Symplectic method for Hamiltonian stochastic differential equations with multiplicative L\'{e}vy noise in the sense of Marcus
Qingyi Zhan, Jinqiao Duan, Xiaofan Li, Yuhong Li

TL;DR
This paper develops a symplectic Euler scheme for Hamiltonian stochastic differential equations with multiplicative Lévy noise, proving its convergence and demonstrating its effectiveness through numerical experiments.
Contribution
It introduces a novel symplectic Euler scheme specifically designed for Hamiltonian SDEs with Lévy noise in the Marcus sense, including convergence proof and implementation methods.
Findings
The scheme converges with proven order.
Numerical experiments show the scheme's effectiveness.

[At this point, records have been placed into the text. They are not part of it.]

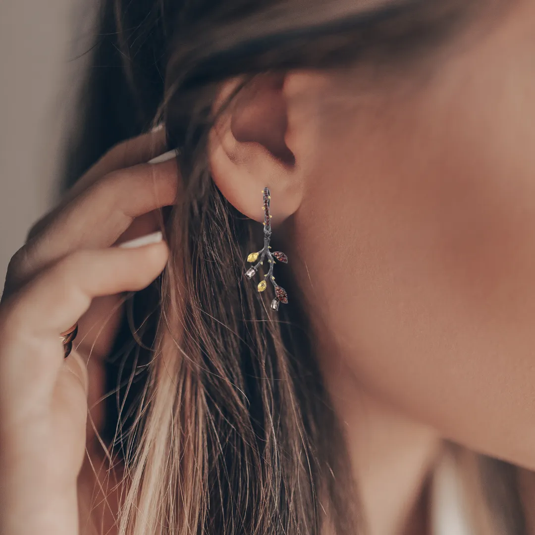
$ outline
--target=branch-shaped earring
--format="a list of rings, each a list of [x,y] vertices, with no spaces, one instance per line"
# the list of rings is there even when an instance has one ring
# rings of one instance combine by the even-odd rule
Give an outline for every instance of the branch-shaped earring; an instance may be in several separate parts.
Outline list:
[[[287,304],[288,294],[286,293],[286,291],[282,286],[279,286],[275,282],[275,277],[273,274],[273,267],[275,265],[276,258],[279,262],[287,264],[288,257],[280,251],[271,253],[270,250],[271,248],[269,244],[270,240],[271,239],[271,223],[270,220],[271,219],[271,215],[269,213],[269,201],[270,199],[271,198],[271,196],[270,195],[268,188],[264,188],[262,190],[262,193],[264,195],[264,205],[262,207],[262,210],[264,210],[264,247],[262,250],[258,251],[257,253],[251,253],[247,257],[248,262],[255,262],[258,259],[258,257],[260,257],[260,259],[254,266],[249,268],[246,272],[245,274],[248,278],[252,279],[256,274],[256,272],[258,271],[260,266],[264,263],[264,258],[267,255],[268,262],[270,264],[269,271],[267,274],[264,276],[264,280],[258,283],[258,292],[263,292],[268,287],[266,279],[271,281],[271,284],[275,287],[275,299],[271,301],[271,308],[273,310],[278,310],[279,303]]]

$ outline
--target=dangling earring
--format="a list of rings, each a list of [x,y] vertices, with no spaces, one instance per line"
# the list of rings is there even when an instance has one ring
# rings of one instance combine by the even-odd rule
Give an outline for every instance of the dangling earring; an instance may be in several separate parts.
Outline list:
[[[271,223],[270,220],[271,219],[271,216],[269,213],[269,201],[270,199],[271,198],[271,196],[270,195],[268,188],[264,188],[262,190],[262,193],[264,195],[264,206],[262,207],[262,210],[264,210],[264,248],[258,253],[251,253],[247,257],[248,262],[256,262],[259,256],[260,260],[254,266],[249,268],[246,272],[245,274],[248,278],[252,279],[256,274],[258,268],[263,264],[264,258],[267,255],[268,262],[270,264],[269,271],[266,275],[264,276],[264,280],[258,283],[258,292],[263,292],[268,287],[268,283],[265,279],[269,279],[271,281],[271,284],[275,287],[275,299],[271,301],[271,308],[273,310],[278,310],[279,303],[287,304],[288,294],[286,293],[286,291],[282,286],[279,286],[275,282],[275,277],[273,274],[273,267],[275,264],[275,258],[277,258],[279,262],[287,264],[288,257],[284,253],[281,253],[280,251],[271,253],[270,250],[271,248],[269,244],[270,240],[271,239]]]

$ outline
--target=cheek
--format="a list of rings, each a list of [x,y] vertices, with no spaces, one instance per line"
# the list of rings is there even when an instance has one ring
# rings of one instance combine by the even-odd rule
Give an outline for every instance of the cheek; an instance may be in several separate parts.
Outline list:
[[[330,131],[301,247],[366,387],[535,468],[535,65],[501,39]]]

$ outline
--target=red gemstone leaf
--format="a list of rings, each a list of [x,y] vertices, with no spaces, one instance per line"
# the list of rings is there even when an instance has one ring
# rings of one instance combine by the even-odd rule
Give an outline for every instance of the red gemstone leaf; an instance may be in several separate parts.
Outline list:
[[[275,296],[281,303],[285,304],[288,304],[288,294],[286,291],[282,286],[275,287]]]

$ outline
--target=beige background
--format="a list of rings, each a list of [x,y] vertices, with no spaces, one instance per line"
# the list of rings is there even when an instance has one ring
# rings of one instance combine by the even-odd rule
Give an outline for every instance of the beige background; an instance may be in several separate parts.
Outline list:
[[[32,223],[57,198],[97,3],[0,0],[0,287]]]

The method outperforms existing approaches in long-term simulations.
Abstract
A class of Hamiltonian stochastic differential equations with multiplicative L\'{e}vy noise in the sense of Marcus, and the construction and numerical implementation methods of symplectic Euler scheme, are considered. A general symplectic Euler scheme for this kind of Hamiltonian stochastic differential equations is devised, and its convergence theorem is proved. The second part presents realizable numerical implementation methods for this scheme in details. Some numerical experiments are conducted to demonstrate the effectiveness and superiority of the proposed method by the simulations of its orbits, Hamlitonian,and convergence order over a long time interval.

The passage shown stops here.